Intro

I needed to delve a bit deeper into x86(64) paging as the challange on pwnable.kr in the Hacker’s Secret category named sotmmu is asking for it.

Challange

Busybox machine running kernel 3.7.1. You only have a very bare bone environment, no gcc nor gdb just a minimal set of UNIX tools plus the kernel with a buggy page walker module inserted :)

The msot obvious bug is that we have a format string vulerability, there is a printk(userspace_addr). We control the user space addr that gets passed in. On the stack we have the first four bytes of the paging structure that holds the pte entries so we can overwrite to those 4 bytes using “%n” specifier.
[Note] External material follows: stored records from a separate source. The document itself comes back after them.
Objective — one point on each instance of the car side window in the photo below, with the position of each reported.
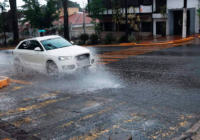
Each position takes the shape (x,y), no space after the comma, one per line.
(35,44)
(25,45)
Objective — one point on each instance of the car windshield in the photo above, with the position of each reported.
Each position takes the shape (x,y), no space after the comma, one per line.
(55,43)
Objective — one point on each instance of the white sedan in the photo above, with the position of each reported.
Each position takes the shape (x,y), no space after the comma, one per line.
(51,54)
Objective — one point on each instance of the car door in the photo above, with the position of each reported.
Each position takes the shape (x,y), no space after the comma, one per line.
(36,58)
(23,51)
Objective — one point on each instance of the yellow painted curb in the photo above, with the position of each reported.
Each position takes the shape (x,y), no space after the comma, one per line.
(4,82)
(183,40)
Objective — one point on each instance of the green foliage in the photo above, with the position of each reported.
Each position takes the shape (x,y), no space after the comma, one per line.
(84,37)
(131,39)
(109,39)
(94,39)
(95,8)
(122,39)
(40,16)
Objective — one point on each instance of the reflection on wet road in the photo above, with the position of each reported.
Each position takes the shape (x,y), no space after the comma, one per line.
(149,92)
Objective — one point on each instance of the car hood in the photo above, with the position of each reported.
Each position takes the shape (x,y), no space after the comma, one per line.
(69,51)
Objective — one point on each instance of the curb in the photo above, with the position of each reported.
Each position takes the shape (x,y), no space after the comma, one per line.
(4,81)
(150,44)
(190,132)
(14,133)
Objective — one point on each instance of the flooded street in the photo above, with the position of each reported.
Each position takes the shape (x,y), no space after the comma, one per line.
(148,92)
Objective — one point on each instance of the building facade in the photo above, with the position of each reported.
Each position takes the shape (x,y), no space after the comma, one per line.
(151,19)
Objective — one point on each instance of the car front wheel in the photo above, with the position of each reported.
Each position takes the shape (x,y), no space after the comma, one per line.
(52,68)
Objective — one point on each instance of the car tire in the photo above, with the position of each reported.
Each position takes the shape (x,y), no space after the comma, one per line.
(52,69)
(17,66)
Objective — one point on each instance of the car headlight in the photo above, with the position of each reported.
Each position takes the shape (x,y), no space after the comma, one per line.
(63,58)
(91,54)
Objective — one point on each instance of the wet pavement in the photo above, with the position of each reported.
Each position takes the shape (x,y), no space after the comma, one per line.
(148,92)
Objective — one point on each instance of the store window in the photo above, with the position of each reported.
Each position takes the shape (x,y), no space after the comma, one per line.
(146,27)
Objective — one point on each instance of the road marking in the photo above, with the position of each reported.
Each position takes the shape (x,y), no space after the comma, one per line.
(16,88)
(21,82)
(126,53)
(31,107)
(107,60)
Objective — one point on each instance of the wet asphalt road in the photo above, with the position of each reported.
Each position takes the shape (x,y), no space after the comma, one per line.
(149,92)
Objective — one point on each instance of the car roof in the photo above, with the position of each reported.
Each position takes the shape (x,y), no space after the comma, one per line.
(43,38)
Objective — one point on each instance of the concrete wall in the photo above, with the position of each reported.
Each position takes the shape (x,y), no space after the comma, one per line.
(173,5)
(178,4)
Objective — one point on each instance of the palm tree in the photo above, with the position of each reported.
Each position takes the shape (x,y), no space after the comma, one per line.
(13,6)
(66,28)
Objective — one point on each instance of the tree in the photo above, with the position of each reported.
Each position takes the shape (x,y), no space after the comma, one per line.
(13,7)
(39,16)
(66,22)
(95,8)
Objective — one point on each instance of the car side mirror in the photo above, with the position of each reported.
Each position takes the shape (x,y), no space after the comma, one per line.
(37,49)
(72,42)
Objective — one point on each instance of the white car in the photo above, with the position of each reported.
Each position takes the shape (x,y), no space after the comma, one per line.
(51,54)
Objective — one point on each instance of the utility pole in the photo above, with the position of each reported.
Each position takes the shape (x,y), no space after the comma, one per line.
(126,20)
(184,33)
(4,32)
(84,30)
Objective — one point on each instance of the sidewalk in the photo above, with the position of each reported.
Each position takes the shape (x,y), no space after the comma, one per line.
(4,81)
(191,134)
(167,39)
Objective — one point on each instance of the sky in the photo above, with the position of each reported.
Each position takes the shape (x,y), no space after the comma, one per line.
(20,2)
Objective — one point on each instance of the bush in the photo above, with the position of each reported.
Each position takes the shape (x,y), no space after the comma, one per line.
(122,39)
(84,37)
(131,39)
(88,42)
(81,42)
(94,39)
(11,42)
(109,38)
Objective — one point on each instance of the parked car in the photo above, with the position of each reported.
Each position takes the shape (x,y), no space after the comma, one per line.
(51,54)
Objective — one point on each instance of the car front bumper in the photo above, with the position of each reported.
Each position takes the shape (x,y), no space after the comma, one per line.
(72,65)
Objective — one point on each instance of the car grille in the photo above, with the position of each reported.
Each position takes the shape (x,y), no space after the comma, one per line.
(82,57)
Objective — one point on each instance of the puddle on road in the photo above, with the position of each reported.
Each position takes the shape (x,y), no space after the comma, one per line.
(79,82)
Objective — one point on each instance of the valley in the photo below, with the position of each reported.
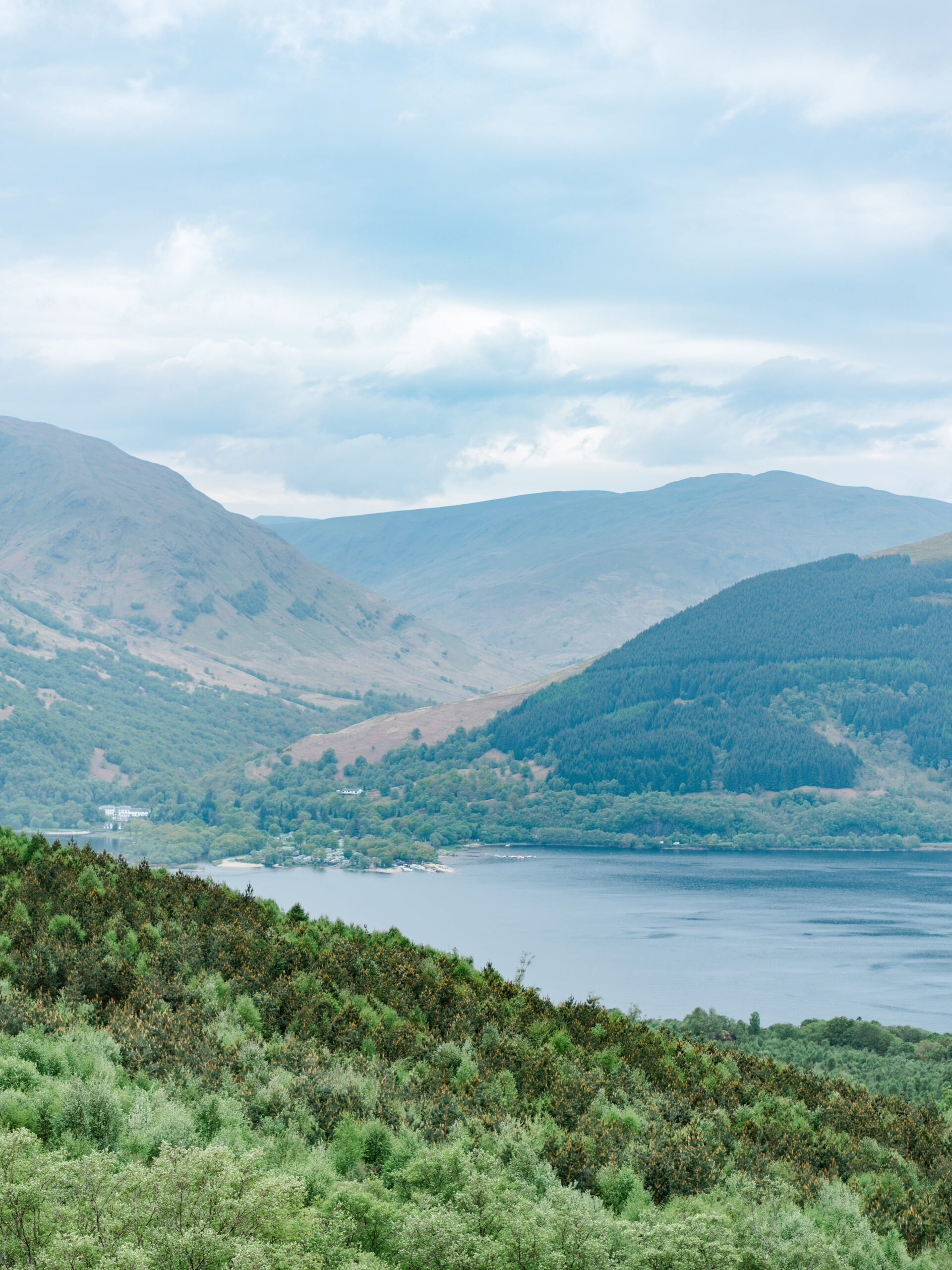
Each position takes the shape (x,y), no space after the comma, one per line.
(560,577)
The 3.7.1 kernel still has “%n”, the number of chars “to be written/were to be written” printf feature in printk!

Now at this moment I am still thinking quite hard how this could be exploited as I just seem to have control over the first entry in this pte array. If I just could overwrite the a text page phisycal mapping with a physical address that I know holds my custom shellcode to raise my priviliges I would be golden. But I am quite limited as the only candidate address that I can reach directly and could be useful based on the busybox memory mappings is virtual 0x82000000 as it could hold text memory. But I am not so lucky and it does not seem to hold physical frame.

This kernel uses PAE which is for 32 bit x86 Intel processors to extend the physical addresses from 32 bits to 52 bits.
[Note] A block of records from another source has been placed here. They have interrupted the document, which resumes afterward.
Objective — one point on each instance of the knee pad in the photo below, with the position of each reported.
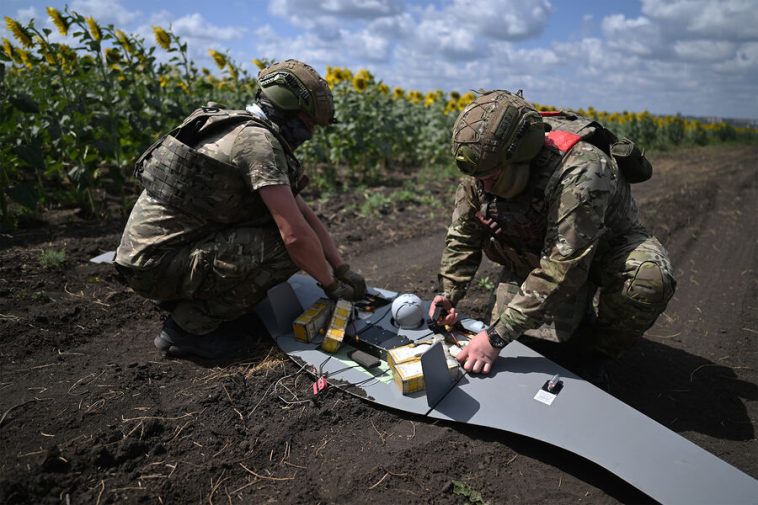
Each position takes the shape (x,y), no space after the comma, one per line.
(651,286)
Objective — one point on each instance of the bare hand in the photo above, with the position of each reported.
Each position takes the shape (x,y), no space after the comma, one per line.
(478,355)
(450,318)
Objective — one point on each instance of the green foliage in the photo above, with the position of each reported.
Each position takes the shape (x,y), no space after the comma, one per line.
(73,120)
(471,496)
(52,259)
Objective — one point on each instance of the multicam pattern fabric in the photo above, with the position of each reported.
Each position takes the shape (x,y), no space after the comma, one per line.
(576,222)
(211,273)
(155,229)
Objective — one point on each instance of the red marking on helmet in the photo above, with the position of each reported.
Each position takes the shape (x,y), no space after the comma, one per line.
(562,140)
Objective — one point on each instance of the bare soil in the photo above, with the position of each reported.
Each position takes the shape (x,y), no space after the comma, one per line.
(90,412)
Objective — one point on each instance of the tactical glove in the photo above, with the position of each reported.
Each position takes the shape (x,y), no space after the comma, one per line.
(339,290)
(355,281)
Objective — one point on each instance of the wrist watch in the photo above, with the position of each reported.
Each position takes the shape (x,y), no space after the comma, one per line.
(496,340)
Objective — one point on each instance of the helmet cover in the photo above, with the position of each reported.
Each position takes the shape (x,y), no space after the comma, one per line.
(496,129)
(292,85)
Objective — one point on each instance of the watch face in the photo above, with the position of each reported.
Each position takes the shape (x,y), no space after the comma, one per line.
(496,340)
(Intel Software Developer’s Manual - Systems Programming Guide - Chapter 4.)

PAE

In PAE we have 3 levels of linear address translation. The first 2 bits identify 4 possible entries, the next 9 bits identify the entry in the second struture pointed to by the previous entry. Then comes the 3rd 9 bits which again indexes into the 3rd stucture pointed to by the second structure’s chosen entry. At this point we either have a frame mapped onto the virtual address or not. If yes the remaining 12 bits is the offset in the frame.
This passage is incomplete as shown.